A team of Cornell Tech students, and recent recipients of a Startup Award, built a solution for people to remember what they need for the day — before dashing out the door. The product is called Kipit, a suite of devices that automatically track the items a user has on hand and sends a reminder if they are about to leave anything behind.

Romoli Bakshi, Master in Computer Science ‘18, Adrien Cogny, Master in Operations Research and Information Engineering ‘18, Eliza Harkins, Johnson Cornell Tech MBA ‘18, Sarah Le Cam, Master in Computer Science ‘18, and Zack Bruce, Parsons School of Design, originally started Kipit as an academic project, and are now turning their idea into a company.

Using technology to combat forgetfulness

To build Kipit, the team leveraged radio frequency identification (RFID) — a pre-existing technology — in a new way. RFID tags are similar to barcodes, but the digital data stored in the tags is detected using radio frequency waves and can be automatically scanned by a device without human interaction. In the past, large companies have used RFID tags to track inventory and companies like Tile have developed hardware products to help consumers track their personal possessions. Kipit is merging these two concepts together to create a personal inventory system.

When the Cornell Tech team interviewed Tile owners, they learned that they could solve a problem that Tile users still faced. With Tile, a person’s lost item must be within a certain radius and the app is reactive, not proactive, meaning that it helps someone find lost items, rather than ensuring the items don’t get lost in the first place.  In contrast, Kipit will notify someone when they need it most — before they’ve lost or forgotten to pack their item.

After testing paper and digital prototypes with their audience, the Kipit team used the skills they learned at Cornell Tech to build an Arduino RFID scanner — an open-source electronic prototyping platform that is used to create early-stage interactive electronic devices — and an iOS app. When someone puts the Kipit scanner into their bag and places RFID tags on must-have items like keys, a computer, wallet, and phone, the scanner will regularly scan the bag to make sure the items are present. Users input what they need to pack into their Kipit iOS app, which will send a notification if anything from the list is missing. The hardware and software connect via a low-energy Bluetooth connection.

Creating a foundation in Startup Studio

The team credits their Startup Studio experience with helping them develop their strategy, the technology they created, and finding people with the skills to create Kipit.

“[Startup Studio] was a great opportunity that doesn’t exist maybe anywhere else to bring together people of all different backgrounds to work on a project,” says Harkins. The team included people who “think differently and have different perspectives, but all with the same set of values [producing] quality work and building something that really helps people.”

The interdisciplinary nature of the team allows them to better understand how to build the technology and how to turn it into a profitable business. “We have solid fundamentals to work from. We understand the product, the market that we want to operate in, and how to raise money,” says Bruce.

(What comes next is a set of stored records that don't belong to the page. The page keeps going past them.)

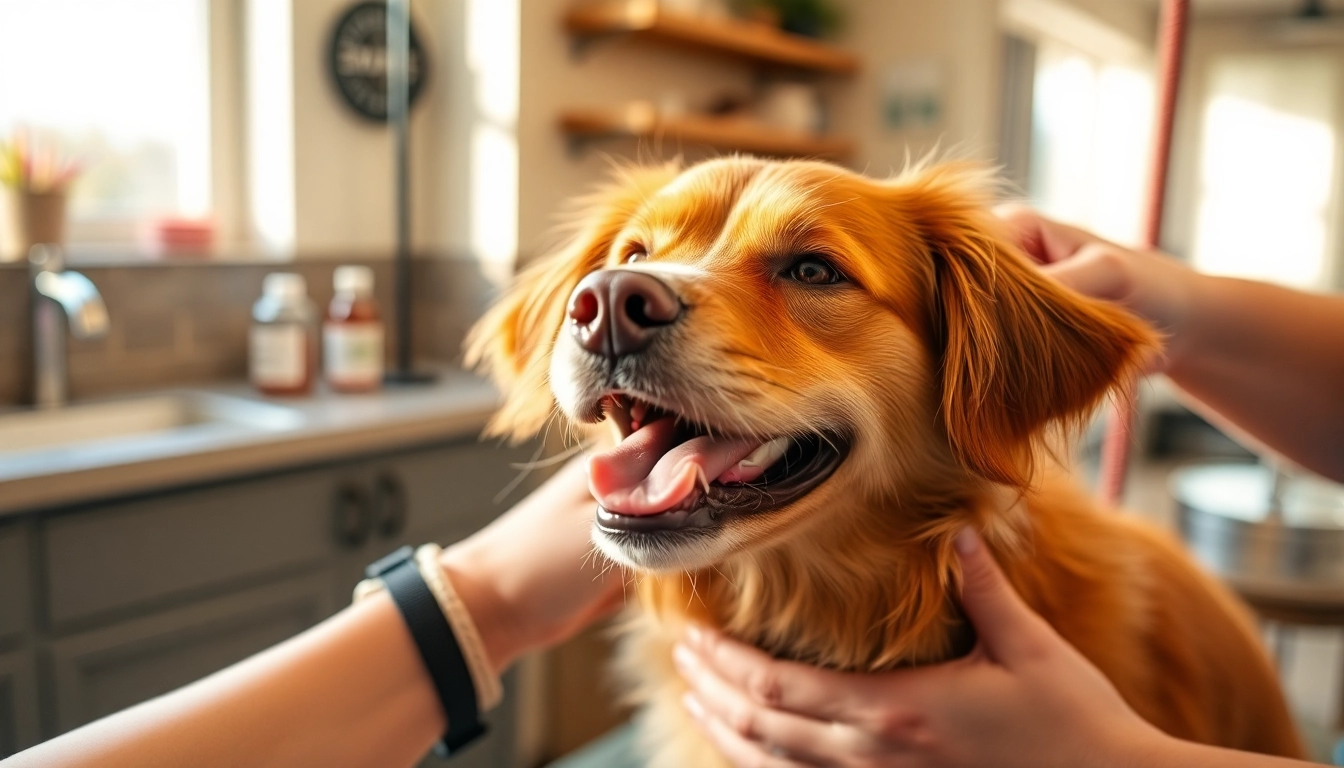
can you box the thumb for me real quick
[1040,244,1131,304]
[953,528,1053,664]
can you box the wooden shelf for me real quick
[565,1,859,75]
[559,105,854,159]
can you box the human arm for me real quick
[676,529,1311,768]
[997,207,1344,483]
[4,458,620,768]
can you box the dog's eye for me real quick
[786,257,844,285]
[626,250,648,264]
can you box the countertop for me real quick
[0,367,503,515]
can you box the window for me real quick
[999,0,1156,245]
[0,0,212,243]
[1191,50,1339,289]
[1027,39,1154,244]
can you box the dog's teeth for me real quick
[743,437,791,470]
[630,400,648,432]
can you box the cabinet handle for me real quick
[374,471,408,538]
[332,481,373,549]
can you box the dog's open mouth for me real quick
[588,393,849,533]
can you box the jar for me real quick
[250,273,317,396]
[324,265,384,392]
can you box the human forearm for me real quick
[5,458,619,768]
[1169,275,1344,482]
[1124,733,1315,768]
[7,593,443,768]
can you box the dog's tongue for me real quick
[588,417,760,515]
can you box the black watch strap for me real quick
[366,546,487,757]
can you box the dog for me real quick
[468,157,1305,765]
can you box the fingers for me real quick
[1040,244,1133,303]
[682,625,861,723]
[993,205,1109,266]
[952,529,1053,664]
[684,696,816,768]
[676,644,868,766]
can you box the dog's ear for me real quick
[891,164,1159,487]
[465,163,679,440]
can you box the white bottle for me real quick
[250,273,317,395]
[323,266,384,392]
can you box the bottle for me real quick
[250,273,317,396]
[324,265,384,392]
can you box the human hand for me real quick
[675,529,1167,768]
[440,458,622,673]
[995,206,1201,369]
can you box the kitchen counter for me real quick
[0,368,504,515]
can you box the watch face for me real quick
[329,1,428,122]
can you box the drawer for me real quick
[49,574,332,733]
[0,524,30,644]
[368,440,544,545]
[43,468,337,628]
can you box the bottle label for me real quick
[324,322,384,387]
[250,325,308,389]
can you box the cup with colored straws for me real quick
[0,130,81,261]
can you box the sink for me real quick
[0,393,305,456]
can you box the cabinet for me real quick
[0,523,31,646]
[0,650,39,758]
[49,574,332,732]
[9,436,543,763]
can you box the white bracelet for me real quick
[353,544,503,711]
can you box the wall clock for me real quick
[328,1,428,122]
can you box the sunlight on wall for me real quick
[0,0,211,225]
[1029,43,1153,244]
[1193,52,1337,288]
[245,0,296,253]
[466,0,519,267]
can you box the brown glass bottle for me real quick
[323,266,384,392]
[251,273,317,396]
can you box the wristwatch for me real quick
[364,546,487,757]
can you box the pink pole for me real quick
[1097,0,1190,505]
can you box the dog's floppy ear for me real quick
[892,164,1159,487]
[465,162,679,440]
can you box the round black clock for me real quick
[328,1,428,122]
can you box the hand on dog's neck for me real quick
[639,481,1024,672]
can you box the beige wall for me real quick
[268,0,1156,264]
[514,0,1014,260]
[516,0,758,256]
[832,0,1004,175]
[284,0,458,256]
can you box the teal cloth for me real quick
[545,724,641,768]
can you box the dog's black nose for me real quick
[568,269,682,359]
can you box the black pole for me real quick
[385,0,433,384]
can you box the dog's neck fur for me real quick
[639,479,1020,671]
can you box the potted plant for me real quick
[734,0,843,38]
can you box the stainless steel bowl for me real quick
[1174,463,1344,605]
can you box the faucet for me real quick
[29,245,109,408]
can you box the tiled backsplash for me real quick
[0,257,499,406]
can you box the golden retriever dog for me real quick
[468,157,1305,765]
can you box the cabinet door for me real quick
[0,650,39,758]
[0,523,31,646]
[351,439,549,565]
[43,468,337,629]
[48,574,332,734]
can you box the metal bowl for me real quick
[1173,462,1344,605]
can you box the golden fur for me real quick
[468,157,1305,764]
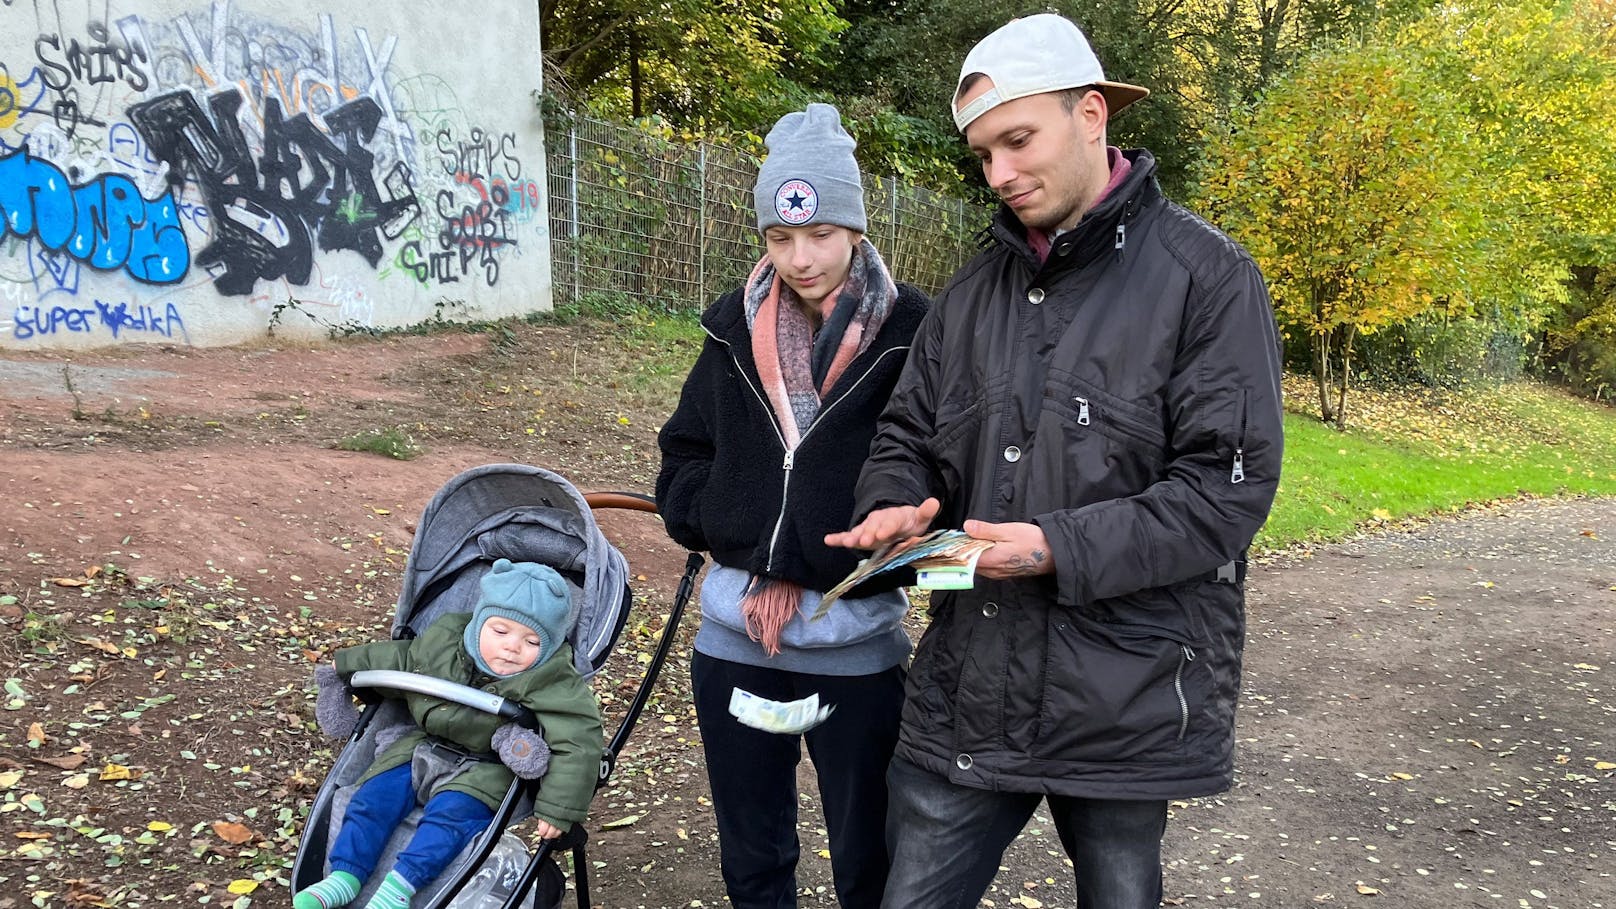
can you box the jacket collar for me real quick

Turning Kipit into a company after graduation

Receiving a Startup Award has supported the team’s transition from a classroom project to a startup. Kipit received pre-seed funding and a co-working space at Cornell Tech where they’ll be able to work with other Startup Studio Award winners. ”We will continue to get great mentorship from the professors and benefit from the interesting Cornell Tech community that is being built,” says Harkins.

Already hard at work, they have started to gauge interest in the product via their website and plan to form partnerships with fashion companies to gain mass appeal. They are currently preparing to begin alpha testing this summer and intend to establish initial manufacturing partnerships by the fall. The Kipit name is a nod to their startup’s goal to help people “keep it together.”